Прощались через несколько часов. Иван поехал первым, а Избигнев, хотя и обещался сопровождать князя до выделенного ему домика, подзадержался на пороге эпархова дома.
- Мой князь может быть уверен? - негромко спросил Избигнев Ивачевич.
- Уверен. Господин может уже сегодня ночью послать гонца сказать, что дело сделано. Но сдержит ли слово архонт Галисии?
- Князь Ярослав верен слову. Нет князя - нет и княжества. Император Мануил может считать Подунавье своим.
Из оливковой рощи, которая окружала дом эпарха, раздался нетерпеливый голос Ивана:
- Избигнев Ивачевич! Чего ты там застрял? Я тебя жду!
Боярин вздрогнул и суеверно перекрестился. Так страшно и странно было слышать слова «Я тебя жду» от того, кто, сам того не подозревая, был уже мёртв…
ила человеческая! Откуда берёшься ты и куда уходишь! Почему одни рождаются с этой силой, а другие, как ни стараются, не могут одолеть и малой хвори, не говоря уже о смертельном недуге?
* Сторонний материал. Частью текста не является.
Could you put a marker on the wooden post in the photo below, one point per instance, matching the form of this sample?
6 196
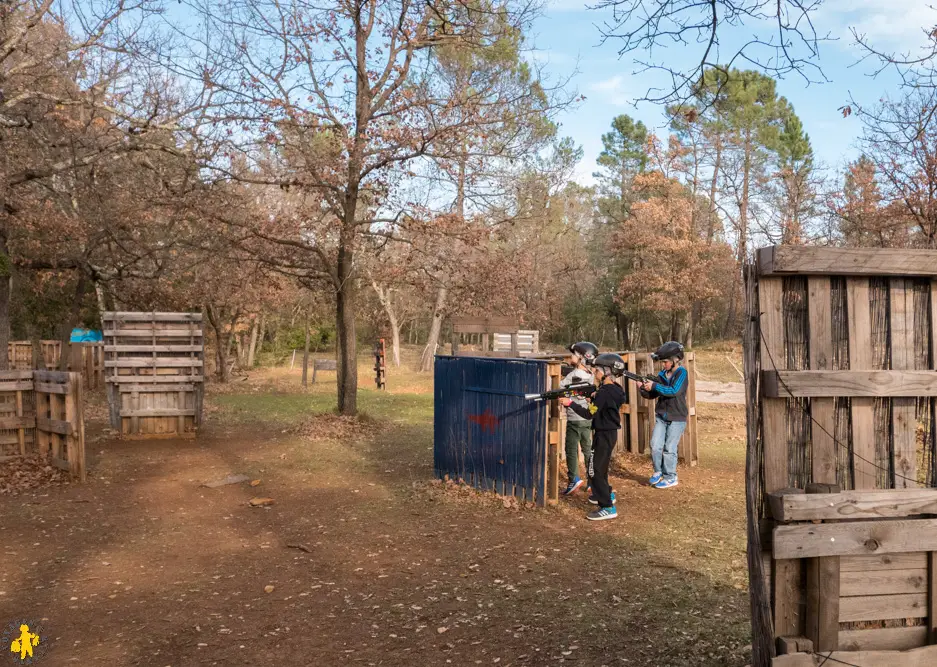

И почему слабые всегда завидуют сильным? Не потому ли, что лишь силой нельзя поделиться - её нельзя отнять, подарить, продать или купить.
Сила всегда вызывала зависть - даже если он не сильнее тебя, даже если он тебе ровня или слабее всего на йоту. Двум сильным всегда тесно вместе. Где бы ни были, на каком краю земли ни обретались, а взаимная сила-ненависть рано или поздно столкнёт их в смертельном поединке. И зачастую так бывает, что сила уступает перед хитростью, обманом, коварством, да и простой ловкостью, ибо сила всегда прямодушна и верит правде, а правда всегда одна.
…Он уже не мог сам стоять, но слабеющим голосом приказал, чтобы его вынесли на берег моря. Свежий морской воздух ненадолго вернул силы. Он сам смог выпрямиться, отстранив руки слуг, и широко распахнул глаза. Дали расплывались в тумане, он не видел бело-полосатого паруса, что стремительно приближался к причалу, не видел очертаний ладьи, которую Сам же и провожал месяц, тому назад. Тьма заливала глаза, во тьму отходила душа, но ещё хотелось верить в жизнь и чудо. Ещё упрямо цеплялось за жизнь крепкое тело, хотя разум уже понимал - спасения нет. И он продолжал смотреть вдаль, не видя спешащих к нему людей, не слыша раздающихся над ним голосов, не чувствуя прикосновений рук, и не воспротивился, когда пахнущая афонским ладаном рука легла ему на веки, закрывая глаза. И не возмутился, когда над ним прозвучало слово «смерть».
Но кто подтвердит, что жизнь кончается вместе со смертью тела? Не есть ли память людская лучшим продолжением жизни? Человек живёт, пока его помнят. А хорош ли он был или плох, будет ли осуждён потомками или оправдан и облачён в одежды праведника - разве так уж важно? История - слова, написанные под диктовку тех, кто остался в живых. Мёртвые ничего не могут сказать или возразить. Всё, что осталось мёртвым, - память. Ибо только память истинно вечна.